Overall, the origin of skin fragility induced by isotretinoin is supported by its effect on sebocytes, increased transepidermal water loss, and profound disruption of the integrity of the epidermis, resulting in an elevated risk for inadvertent skin damage. Patients were encouraged to avoid cosmetic procedures in prior case reports,^14-16 and because our case demonstrates the risk for cutaneous injury in athletes due to isotretinoin-induced skin fragility, we propose an extension of these warnings to encompass athletes receiving isotretinoin treatment. Offering early guidance on wound prevention is of paramount importance in maintaining athletic performance and minimizing painful injuries.

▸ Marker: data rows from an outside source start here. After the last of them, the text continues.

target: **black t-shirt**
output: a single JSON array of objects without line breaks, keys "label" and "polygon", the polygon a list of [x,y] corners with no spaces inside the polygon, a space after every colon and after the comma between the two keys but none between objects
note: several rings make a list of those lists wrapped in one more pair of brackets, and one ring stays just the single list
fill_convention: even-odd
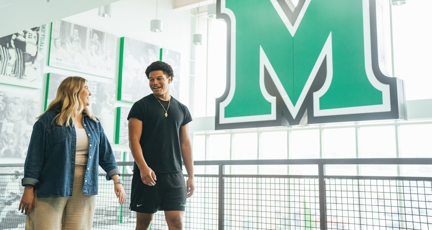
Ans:
[{"label": "black t-shirt", "polygon": [[[165,109],[168,101],[159,100]],[[147,165],[157,173],[182,170],[179,132],[180,127],[192,121],[185,105],[171,97],[168,116],[153,94],[135,102],[127,120],[134,117],[143,122],[140,144]],[[138,168],[136,163],[134,169]]]}]

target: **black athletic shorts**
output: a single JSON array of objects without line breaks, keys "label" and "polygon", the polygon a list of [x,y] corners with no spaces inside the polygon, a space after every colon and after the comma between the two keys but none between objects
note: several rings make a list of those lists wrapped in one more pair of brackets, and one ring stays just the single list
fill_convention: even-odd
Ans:
[{"label": "black athletic shorts", "polygon": [[183,173],[155,174],[156,184],[149,186],[141,180],[140,170],[133,170],[130,209],[143,213],[155,213],[158,210],[184,211],[187,193]]}]

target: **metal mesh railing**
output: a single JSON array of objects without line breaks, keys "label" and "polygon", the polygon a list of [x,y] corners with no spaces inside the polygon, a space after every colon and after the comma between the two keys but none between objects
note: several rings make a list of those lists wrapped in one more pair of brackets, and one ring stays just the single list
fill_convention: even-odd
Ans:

Isotretinoin was introduced more than 3 decades ago and marked a major advancement in the treatment of severe refractory cystic acne. The most common adverse effects linked to isotretinoin usage are mucocutaneous in nature, manifesting as xerosis and cheilitis.¹ Skin fragility and poor wound healing also have been reported.^2-6 Current recommendations for avoiding these adverse effects include refraining from waxing, laser procedures, and other elective cutaneous procedures for at least 6 months.⁷ We present a case of isotretinoin-induced cutaneous fragility resulting in blistering and erosions on the palms of a competitive aerial trapeze artist.

Case Report

A 25-year-old woman presented for follow-up during week 12 of isotretinoin therapy (40 mg twice daily) prescribed for acne. She reported peeling of the skin on the palms following intense aerial acrobatic workouts. She had been a performing aerialist for many years and had never sustained a similar injury. The wounds were painful and led to decreased activity. She had no notable medical history. Physical examination of the palms revealed erosions in a distribution that corresponded to horizontal bar contact and friction (Figure). The patient was advised on proper wound care, application of emollients, and minimizing friction. She completed the course of isotretinoin and has continued aerialist activity without recurrence of skin fragility.

Comment

Skin fragility is a well-known adverse effect of isotretinoin therapy.⁸ Pavlis and Lieblich⁹ reported skin fragility in a young wrestler who experienced similar skin erosions due to isotretinoin therapy. The proposed mechanism of isotretinoin-induced skin fragility is multifactorial. It involves an apoptotic effect on sebocytes,⁵ which results in reduced stratum corneum hydration and an associated increase in transepidermal water loss.^6,10,11 Retinoids also are known to cause thinning of the skin, likely due to the disadhesion of both the epidermis and the stratum corneum, which was demonstrated by the easy removal of cornified cells through tape stripping in hairless mice treated with isotretinoin.¹² In further investigations, human patients and hairless mice treated with isotretinoin readily developed friction blisters through pencil eraser abrasion.¹³ Examination of the friction blisters using light and electron microscopy revealed fraying or loss of the stratum corneum and viable epidermis as well as loss of desmosomes and tonofilaments. Additionally, intracellular and intercellular deposits of an unidentified amorphous material were noted.¹³

Overall, the origin of skin fragility induced by isotretinoin is supported by its effect on sebocytes, increased transepidermal water loss, and profound disruption of the integrity of the epidermis, resulting in an elevated risk for inadvertent skin damage. Patients were encouraged to avoid cosmetic procedures in prior case reports,^14-16 and because our case demonstrates the risk for cutaneous injury in athletes due to isotretinoin-induced skin fragility, we propose an extension of these warnings to encompass athletes receiving isotretinoin treatment. Offering early guidance on wound prevention is of paramount importance in maintaining athletic performance and minimizing painful injuries.